Hay que cambiarle el nombre a la muerte

Tarde o temprano llega. En algún momento de tu existencia te preguntas qué demonios pintamos aquí; qué significado tiene nuestra vida y, sobre todo: ¿por qué hemos de morir?

Me he ido planteando esas preguntas, de manera más o menos acertada, desde que cumpliera los diez años. Esa fecha, de modo cierto, quedó marcada en mi memoria como un punto de inflexión que señalaba el antes y el después, y recuerdo detalles de la efeméride con una nitidez que en otras épocas no consigo.

Al cabo, esas mismas preguntas existenciales me las he planteando con la particularidad de la propia edad, en una supuesta evolución y elaboración metafísica, aunque el fondo seguía siendo el mismo.

Teniendo en cuenta la educación católica sobre la que forjaron mi formación tardé bastante tiempo en emanciparme de los pensamientos catastrofistas que la rodeaban, y la siguen rodeando a pesar de superar el siglo XXI y de contar con el papado más moderno que la imaginación hubiera podido presuponer.

Ahora, incluso me hacen gracia, pero el «por mi culpa, por mi culpa, por mi gran culpa» a uno se le queda marcado de forma indeleble, sobre todo si desde la infancia, alzando el cuello hasta hacerte daño, ves a tu madre golpeándose el pecho y repitiendo esas palabras con una elocuencia y una teatralidad poco habitual en la cotidianeidad de los días.

“Dios mío”, pensaba, “¿qué ha hecho mi madre?” Y, peor, “¿qué ha hecho toda esta gente que se fustiga de esta manera?” Efectivamente, estábamos en misa y decenas de personas a nuestro alrededor, la mayor parte mujeres, y viejos en abundancia –los padres hacían el vía crucis en el bar, a la espera– repetían el ritual semana a semana: “por mi culpa, por mi culpa, por mi gran culpa”.

Por mi parte, y ante la reprimenda constante de mi hermana, intentaba solidarizarme con toda aquella buena gente que, con sumisión, se arrogaba la culpabilidad del pecado universal. Con desmesura, me lanzaba al suelo y revolcándome de forma literal, intentaba estar a la altura de lo que mis mayores representaban en un acto de constricción sin igual.

Aullaba como un animal, me rebozaba por el suelo y gesticulaba como si estuviera poseído por el mal. Mi hermana, cinco años mayor y con un sentido de la responsabilidad cuyo recuerdo aún me apabulla, me lanzaba certeros pellizcos para que cejara en mi exagerada y poco respetuosa representación.

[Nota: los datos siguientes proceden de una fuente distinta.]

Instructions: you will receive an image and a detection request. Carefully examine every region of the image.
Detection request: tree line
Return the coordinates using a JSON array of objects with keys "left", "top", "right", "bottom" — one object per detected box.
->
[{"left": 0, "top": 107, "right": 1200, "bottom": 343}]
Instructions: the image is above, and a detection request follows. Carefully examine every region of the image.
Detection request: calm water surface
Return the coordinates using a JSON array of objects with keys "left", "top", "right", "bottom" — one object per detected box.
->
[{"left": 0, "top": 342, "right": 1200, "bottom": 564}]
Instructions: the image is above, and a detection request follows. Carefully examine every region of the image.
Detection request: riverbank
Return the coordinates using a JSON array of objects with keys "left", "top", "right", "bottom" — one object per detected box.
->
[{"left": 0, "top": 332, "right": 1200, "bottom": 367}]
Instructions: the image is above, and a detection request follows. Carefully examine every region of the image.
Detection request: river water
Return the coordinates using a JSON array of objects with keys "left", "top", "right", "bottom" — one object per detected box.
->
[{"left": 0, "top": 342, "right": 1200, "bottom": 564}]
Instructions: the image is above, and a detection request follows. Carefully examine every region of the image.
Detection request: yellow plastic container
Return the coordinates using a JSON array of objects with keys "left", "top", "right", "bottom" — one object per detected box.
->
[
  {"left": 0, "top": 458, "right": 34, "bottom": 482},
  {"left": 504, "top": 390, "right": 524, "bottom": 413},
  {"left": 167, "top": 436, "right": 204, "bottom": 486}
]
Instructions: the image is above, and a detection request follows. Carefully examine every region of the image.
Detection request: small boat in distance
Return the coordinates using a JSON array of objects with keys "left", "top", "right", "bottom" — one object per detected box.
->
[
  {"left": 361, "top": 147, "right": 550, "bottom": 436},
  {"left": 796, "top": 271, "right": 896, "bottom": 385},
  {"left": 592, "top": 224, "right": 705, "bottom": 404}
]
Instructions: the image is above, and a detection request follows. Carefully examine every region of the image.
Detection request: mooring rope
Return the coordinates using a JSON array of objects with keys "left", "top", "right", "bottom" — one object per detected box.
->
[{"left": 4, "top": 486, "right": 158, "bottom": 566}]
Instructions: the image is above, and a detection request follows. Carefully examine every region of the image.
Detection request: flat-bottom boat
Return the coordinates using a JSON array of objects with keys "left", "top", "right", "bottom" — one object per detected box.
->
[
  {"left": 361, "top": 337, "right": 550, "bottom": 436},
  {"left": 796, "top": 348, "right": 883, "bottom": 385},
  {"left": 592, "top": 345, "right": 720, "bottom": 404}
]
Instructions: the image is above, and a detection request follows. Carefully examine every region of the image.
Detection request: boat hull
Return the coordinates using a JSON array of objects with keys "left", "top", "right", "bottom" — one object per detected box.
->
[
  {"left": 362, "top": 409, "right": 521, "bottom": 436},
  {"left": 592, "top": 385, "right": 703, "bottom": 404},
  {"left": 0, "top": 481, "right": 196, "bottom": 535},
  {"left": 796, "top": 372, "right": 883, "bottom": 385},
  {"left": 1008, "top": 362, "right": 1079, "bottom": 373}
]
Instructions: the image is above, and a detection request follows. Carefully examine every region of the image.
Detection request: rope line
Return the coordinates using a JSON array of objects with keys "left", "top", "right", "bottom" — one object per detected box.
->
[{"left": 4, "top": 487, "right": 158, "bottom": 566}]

Dios, ¡qué pellizcos! Mi madre, igual que el resto de feligreses, seguía imbuida de esa fe arrebatadora y no parecía reparar en mi comportamiento, o al menos lo obviaba. Estaba cerca de dar el paso al siguiente capítulo de la misa. A punto de que sus gargantas vibraran al unísono con una canción que, he de reconocer, siempre me subyugó… “En la orilla he dejado mi barca, junto a ti buscaré otro mar”.

Hoja muerta

En ese momento, mi hermana dejaba de pellizcarme, yo dejaba de danzar rebozándome por el suelo y mi madre volvía con una hostia en la boca, arrodillándose y dejando que, poco a poco, el silencio retumbara en un eco que se convertía en una suave reverberación sobre las paredes del templo hasta encontrar la más absoluta quietud.

La religión y sus explicaciones orbitan sobre un eje fundamental: más que la vida, la muerte. Intentar explicarla. En la católica, explicar la del hijo de Dios para finalmente expiar la nuestra. Explicarla, justificarla, consolarla, resignarla, asumirla…

De aquellos años en los que tantos descubrimientos personales se producen, aquellos años de la infancia que vuelan como un soplo de viento, la revelación de la muerte contiene la esencia más desabrida y terrible que podamos imaginar. Ahora contemplo cómo mi hija, que ya tiene diez años, comienza a plantearse esas preguntas. Es la mejor explicación del eterno retorno que se me ocurre. Gracias Nietzsche.

Muerte

Aunque en realidad ella comenzó antes, con nueve ya inquiría sobre esa cosa que llamamos muerte. Las nuevas generaciones siempre se adelantan a sus mayores. Lo más sorprendente es lo que pensó y me dijo al respecto. Me dijo que deberíamos de cambiarle el nombre a la muerte, al menos para poder confundirla, y para confundirnos todos. Eso me dijo “¿Y si le cambiamos el nombre? A lo mejor la confundimos, la confundimos y no llega”.
¡Qué gran idea, hija! –le dije.

Y lo creí con firmeza.

Definitivamente, hay que cambiarle el nombre a la muerte. Es más, no solo dejarla huérfana de nombre, alejarla de la memoria hasta condenarla al olvido y que nos deje vivir.